My eyes flash. “What?”
“Chemistry class. Are you not gonna eat that?” She snatches my untouched Jell-O and shoves it into her backpack. “So I want to know what he’s like. Did you ask him anything? Get to know him?”
“Not … Not really.” The commotion of everyone leaving the cafeteria and heading to their fifth periods all around me has my head scrambled up. “I don’t … I don’t know. He’s cool, I guess.”
“‘He’s cool, you guess’ …?”
“He likes to draw. He’s … quiet, though.”
“What else? C’mon. Give me the juicy stuff.”
“But I don’t have juicy stuff. Let’s go.” I rise from the table to deposit my tray. “We’ve gotta get to class. We’re already a few minutes into the bell, and I can’t be late to pre-cal again, not after missing nearly all of it yesterday.”
“You should have lunch with him tomorrow,” she proposes as she puppy-dogs me out of the cafeteria. “He could probably use a friend. He has none, and now that he’s unwisely poked the football team beast and invoked the wrath of the principal …”
“Oh, it’s fine,” I assure her. “The principal didn’t punish him.”
Kelsey frowns. “What’re you talking about? ‘Course he did.”
I shake my head. “Nope. He wasn’t punished at all. Vann even said so, today in chemistry.”
“But he did,” she insists, stopping in the middle of the hall. “I know ‘cause my daddy Ty, who is good buds with the principal, told me last night during dinner.”

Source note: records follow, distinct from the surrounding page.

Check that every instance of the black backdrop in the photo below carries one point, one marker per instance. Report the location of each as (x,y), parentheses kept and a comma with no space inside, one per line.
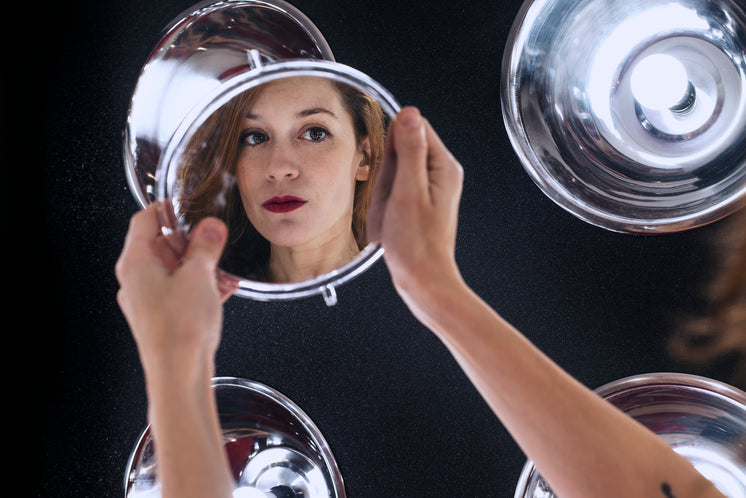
(399,415)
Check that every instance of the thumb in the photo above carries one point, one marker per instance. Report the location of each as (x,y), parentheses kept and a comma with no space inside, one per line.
(206,242)
(411,150)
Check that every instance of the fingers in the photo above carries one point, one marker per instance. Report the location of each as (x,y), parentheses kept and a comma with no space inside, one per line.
(445,173)
(411,149)
(140,243)
(381,189)
(206,242)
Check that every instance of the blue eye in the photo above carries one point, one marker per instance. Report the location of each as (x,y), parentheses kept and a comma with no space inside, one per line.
(253,138)
(315,134)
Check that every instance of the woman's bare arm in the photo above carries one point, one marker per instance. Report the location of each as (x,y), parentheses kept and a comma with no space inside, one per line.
(582,445)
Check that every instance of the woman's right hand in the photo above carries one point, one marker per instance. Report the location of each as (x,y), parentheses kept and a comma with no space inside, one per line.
(172,302)
(414,206)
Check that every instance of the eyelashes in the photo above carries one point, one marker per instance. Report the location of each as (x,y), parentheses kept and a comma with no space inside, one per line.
(254,138)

Now I stop. Students push their way around us, hurrying to class. Just a couple minutes remain of the bell, but thoughts of its ring are so far behind me now. “What do you mean?”
“Principal Whitman gave Vann an ultimatum and even called his parents in. A sort of ‘three-strikes-and-you’re-out’ thing, and I guess yesterday was his first strike. His parents weren’t happy.”
I can’t close my mouth, too stunned for words.
Why didn’t Vann tell me any of that?
Kelsey shrugs. “Anyway, my class is the other way. See you in yearbook, buddy! I have a great idea to contribute about the front page. Ms. Reyes is gonna be so glad she brought me onto the staff.” She saunters away, chin up, and disappears around the corner.
I head the rest of the way to pre-cal in a daze. When I get to the room, I take the first desk that finds my weary ass. I don’t even notice my stepbrother Lee’s prying stare from the other side of the sea of desks. As Ms. Ducasse begins the lesson in a tired drone, I stare reflectively at the wall, thinking of Vann’s illustration from chemistry class, that strong, beautiful, black-winged demon, and the delicate shadows that live between his muscles.
04 | VANN
It’s a crazy thing, running away.
You always know what you’re running from.
But never where you’re running to.
The roar of my motorcycle shatters the air as I take the corner close, then rev the engine and fly down the main road.
I don’t even know what the big deal with Toby is. Why am I so fixated on him? He’s just another country boy in a town that’s full of them, from one ear to the other. Slender, toned in all the right places, has probably raked a field or two in his life, maybe grows potatoes or something in his backyard, who knows. I can picture him with a farmer’s tan, sweaty under the scalding sun, a tank top hanging off his body spackled in mud and grass stains, and those oversized gardening gloves swallowing his hardworking hands. Jeans threadbare and dusty, with one of those big belt buckles that glints and winks at me from the sunlight. And Toby, decked out in all that country boy bliss, lifting the bottom of his tank top up to wipe sweat off his reddened face, and revealing his smooth, firm abs and cute bellybutton, maybe the waistband of his underwear, his jeans hanging low off his hips.
I swerve my bike, dodging a squirrel as it skitters across the road in front of me. Keep your mind on the damned road, Vann, I chide myself, shaking my head and tossing away all thoughts of Toby.
Toby. Country boy Toby. Just another cute southerner with a twang in his voice and an adorable, killer smile that’s as nervous and meek as it is proud.
What the hell is it with this guy …?
I pull to a stop at the side of the road, confused on whether to take a left yet or keep going. This place called Spruce, every street looks like every other one—full of dusty pastures, old buildings, and overgrown trees. I passed a weatherworn church a few miles back that looked like it’s on its last legs. The movie theater is a rundown five-screen. Every restaurant, bar, and café is a mom-and-pop joint. I haven’t seen a single Starbucks or McDonald’s here.